Key Points
- AI-powered software development is shifting from code-editing tools to terminal-based tools
- Major labs like Anthropic, DeepMind, and OpenAI have released command-line coding tools
- Terminal-based tools offer a more versatile and powerful interface for developers
- Terminal tools are needed to get software from written code to something that can actually be used
- Companies like Warp are leading the way in terminal-based tools, with a focus on DevOps-oriented tasks

The Shift to Terminal-Based Tools
For years, code-editing tools like Cursor, Windsurf, and GitHub’s Copilot have been the standard for AI-powered software development. However, with the growth of agentic AI and vibe coding, a subtle shift has changed how AI systems interact with software. Instead of working on code, they’re increasingly interacting directly with the shell of whatever system they’re installed in.

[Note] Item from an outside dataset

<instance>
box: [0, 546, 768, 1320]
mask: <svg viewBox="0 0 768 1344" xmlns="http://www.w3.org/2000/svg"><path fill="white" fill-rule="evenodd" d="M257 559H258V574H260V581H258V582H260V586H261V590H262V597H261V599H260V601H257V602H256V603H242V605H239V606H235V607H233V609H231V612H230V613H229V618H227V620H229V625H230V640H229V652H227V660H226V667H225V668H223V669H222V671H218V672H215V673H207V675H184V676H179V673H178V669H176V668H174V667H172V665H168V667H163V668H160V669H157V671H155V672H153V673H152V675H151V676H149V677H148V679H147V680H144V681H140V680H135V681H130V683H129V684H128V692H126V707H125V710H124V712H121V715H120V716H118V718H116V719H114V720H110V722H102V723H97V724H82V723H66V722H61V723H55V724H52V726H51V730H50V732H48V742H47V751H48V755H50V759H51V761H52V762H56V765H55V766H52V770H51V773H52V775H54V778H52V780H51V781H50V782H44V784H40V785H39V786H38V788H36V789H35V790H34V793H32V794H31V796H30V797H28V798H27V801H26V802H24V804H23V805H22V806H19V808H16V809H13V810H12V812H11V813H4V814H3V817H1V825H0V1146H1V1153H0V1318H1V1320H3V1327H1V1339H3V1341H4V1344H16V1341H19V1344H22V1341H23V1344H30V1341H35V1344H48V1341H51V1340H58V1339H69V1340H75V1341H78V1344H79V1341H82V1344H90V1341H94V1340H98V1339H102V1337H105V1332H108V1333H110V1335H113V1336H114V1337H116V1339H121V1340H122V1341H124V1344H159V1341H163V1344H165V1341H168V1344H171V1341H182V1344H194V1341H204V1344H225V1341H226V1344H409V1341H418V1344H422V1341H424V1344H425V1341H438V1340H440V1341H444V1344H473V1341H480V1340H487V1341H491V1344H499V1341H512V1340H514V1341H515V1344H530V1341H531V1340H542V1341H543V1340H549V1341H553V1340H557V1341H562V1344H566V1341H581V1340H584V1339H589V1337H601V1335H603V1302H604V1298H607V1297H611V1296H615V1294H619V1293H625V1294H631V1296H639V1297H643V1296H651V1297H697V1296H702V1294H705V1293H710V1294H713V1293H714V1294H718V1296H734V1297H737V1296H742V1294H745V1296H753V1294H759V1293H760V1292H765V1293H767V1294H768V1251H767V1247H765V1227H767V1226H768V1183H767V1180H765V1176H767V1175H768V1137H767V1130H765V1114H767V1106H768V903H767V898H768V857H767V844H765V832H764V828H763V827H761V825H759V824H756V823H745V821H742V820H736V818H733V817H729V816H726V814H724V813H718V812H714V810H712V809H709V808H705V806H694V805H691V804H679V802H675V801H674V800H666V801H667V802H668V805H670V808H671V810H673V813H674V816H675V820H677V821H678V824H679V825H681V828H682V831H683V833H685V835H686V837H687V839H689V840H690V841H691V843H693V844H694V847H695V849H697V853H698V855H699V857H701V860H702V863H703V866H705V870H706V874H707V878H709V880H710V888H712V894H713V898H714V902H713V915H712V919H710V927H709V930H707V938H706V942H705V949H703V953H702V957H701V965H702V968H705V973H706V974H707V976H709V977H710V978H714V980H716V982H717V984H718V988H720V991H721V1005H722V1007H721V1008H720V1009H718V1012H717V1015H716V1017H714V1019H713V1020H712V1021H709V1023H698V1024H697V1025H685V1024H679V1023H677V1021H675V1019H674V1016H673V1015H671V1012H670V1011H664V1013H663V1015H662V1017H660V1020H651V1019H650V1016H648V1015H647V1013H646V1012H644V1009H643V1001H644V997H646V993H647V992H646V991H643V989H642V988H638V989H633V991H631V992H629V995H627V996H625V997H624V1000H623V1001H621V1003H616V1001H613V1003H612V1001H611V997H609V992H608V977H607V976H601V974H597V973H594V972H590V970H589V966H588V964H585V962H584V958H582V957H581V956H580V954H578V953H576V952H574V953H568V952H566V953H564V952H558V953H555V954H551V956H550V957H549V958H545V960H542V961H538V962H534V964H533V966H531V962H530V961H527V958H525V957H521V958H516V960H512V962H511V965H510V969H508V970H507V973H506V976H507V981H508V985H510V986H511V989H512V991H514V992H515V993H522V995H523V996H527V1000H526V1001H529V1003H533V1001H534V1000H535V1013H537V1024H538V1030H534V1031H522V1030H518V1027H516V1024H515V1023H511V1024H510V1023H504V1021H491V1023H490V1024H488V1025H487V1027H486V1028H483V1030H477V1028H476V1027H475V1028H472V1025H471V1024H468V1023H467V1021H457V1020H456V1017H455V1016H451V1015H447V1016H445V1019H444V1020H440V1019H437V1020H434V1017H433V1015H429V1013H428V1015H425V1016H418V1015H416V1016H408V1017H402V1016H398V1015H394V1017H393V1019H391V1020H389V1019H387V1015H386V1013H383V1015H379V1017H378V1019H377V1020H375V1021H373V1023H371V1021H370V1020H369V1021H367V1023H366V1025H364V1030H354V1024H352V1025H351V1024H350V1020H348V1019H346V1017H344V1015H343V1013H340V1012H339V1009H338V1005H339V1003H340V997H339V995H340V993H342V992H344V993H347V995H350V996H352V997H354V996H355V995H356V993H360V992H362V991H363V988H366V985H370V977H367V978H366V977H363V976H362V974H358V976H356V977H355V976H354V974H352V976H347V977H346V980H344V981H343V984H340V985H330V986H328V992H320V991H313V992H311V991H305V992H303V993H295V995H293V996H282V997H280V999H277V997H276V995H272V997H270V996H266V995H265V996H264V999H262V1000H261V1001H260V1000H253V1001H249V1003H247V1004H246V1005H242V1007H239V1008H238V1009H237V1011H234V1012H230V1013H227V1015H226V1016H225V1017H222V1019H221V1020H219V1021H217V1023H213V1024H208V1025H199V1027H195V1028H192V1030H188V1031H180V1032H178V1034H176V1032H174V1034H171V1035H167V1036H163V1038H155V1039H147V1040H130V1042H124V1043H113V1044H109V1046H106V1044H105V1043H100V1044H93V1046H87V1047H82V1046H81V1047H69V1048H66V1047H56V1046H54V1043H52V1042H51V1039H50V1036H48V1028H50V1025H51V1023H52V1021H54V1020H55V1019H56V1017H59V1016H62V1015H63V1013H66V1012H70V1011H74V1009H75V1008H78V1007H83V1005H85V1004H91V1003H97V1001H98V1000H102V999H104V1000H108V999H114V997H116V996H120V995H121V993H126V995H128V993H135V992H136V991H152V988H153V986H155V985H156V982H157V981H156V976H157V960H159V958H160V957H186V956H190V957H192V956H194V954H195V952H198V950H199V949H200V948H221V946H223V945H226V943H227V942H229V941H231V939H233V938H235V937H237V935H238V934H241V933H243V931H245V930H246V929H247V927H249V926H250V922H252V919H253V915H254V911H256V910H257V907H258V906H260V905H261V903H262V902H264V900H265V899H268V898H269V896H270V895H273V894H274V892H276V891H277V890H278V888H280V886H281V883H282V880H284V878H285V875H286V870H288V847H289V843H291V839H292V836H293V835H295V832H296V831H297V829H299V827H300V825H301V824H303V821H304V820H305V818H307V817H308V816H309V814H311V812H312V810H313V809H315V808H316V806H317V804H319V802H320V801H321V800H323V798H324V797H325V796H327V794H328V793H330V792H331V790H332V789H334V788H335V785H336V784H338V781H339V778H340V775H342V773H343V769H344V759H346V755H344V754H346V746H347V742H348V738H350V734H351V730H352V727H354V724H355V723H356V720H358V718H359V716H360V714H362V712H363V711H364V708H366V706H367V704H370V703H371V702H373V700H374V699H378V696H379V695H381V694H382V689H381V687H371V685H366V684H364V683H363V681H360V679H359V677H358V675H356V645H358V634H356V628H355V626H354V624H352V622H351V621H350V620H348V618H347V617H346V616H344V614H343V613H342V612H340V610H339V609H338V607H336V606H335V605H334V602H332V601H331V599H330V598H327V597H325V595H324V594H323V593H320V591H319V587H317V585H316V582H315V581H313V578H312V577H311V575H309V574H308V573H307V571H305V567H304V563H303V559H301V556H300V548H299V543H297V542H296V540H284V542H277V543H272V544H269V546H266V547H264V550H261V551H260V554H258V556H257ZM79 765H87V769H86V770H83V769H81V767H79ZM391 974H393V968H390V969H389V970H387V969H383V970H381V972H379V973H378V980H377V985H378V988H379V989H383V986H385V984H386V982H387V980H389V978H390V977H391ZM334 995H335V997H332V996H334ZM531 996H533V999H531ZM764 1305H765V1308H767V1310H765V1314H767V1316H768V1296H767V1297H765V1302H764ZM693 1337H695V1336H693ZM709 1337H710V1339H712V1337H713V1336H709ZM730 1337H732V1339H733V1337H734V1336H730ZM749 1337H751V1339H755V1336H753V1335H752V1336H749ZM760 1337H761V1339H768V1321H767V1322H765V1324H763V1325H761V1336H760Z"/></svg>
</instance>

The terminal, once known as a black-and-white screen from 90s hacker movies, is an extremely powerful interface if you know how to use it. Terminal tools are often needed to get software from written code to something that can actually be used. Major labs like Anthropic, DeepMind, and OpenAI have released command-line coding tools, which are already among their most popular products.
Challenges and Opportunities
Some believe that terminal-based tools are just getting started, with Alex Shaw, co-creator of TerminalBench, saying that there’s a future in which 95% of LLM-computer interaction is through a terminal-like interface. Terminal-based tools are also coming into their own as prominent code-based tools start to look shaky. The AI code editor Windsurf has been torn apart by dueling acquisitions, leaving its long-term future uncertain.
New research suggests that programmers may be overestimating productivity gains from conventional tools. A METR study found that while developers estimated they could complete tasks 20-30 percent faster, the observed process was nearly 20 percent slower. This has left an opening for companies like Warp, which currently holds the top spot on TerminalBench.
A New Approach
Terminal-based tools take a wider view, looking beyond the code to the whole environment a program is running in. This includes coding but also more DevOps-oriented tasks like configuring a Git server or troubleshooting why a script won’t run. Solving these issues requires the kind of bull-headed problem-solving ability that programmers need.
Warp earned its high score on TerminalBench by solving just over half of the problems, a mark of how challenging the benchmark is, but also how much work still needs to be done to unlock the terminal’s full potential. Still, Lloyd believes that terminal-based tools can reliably handle much of a developer’s non-coding work, a value proposition that’s hard to ignore.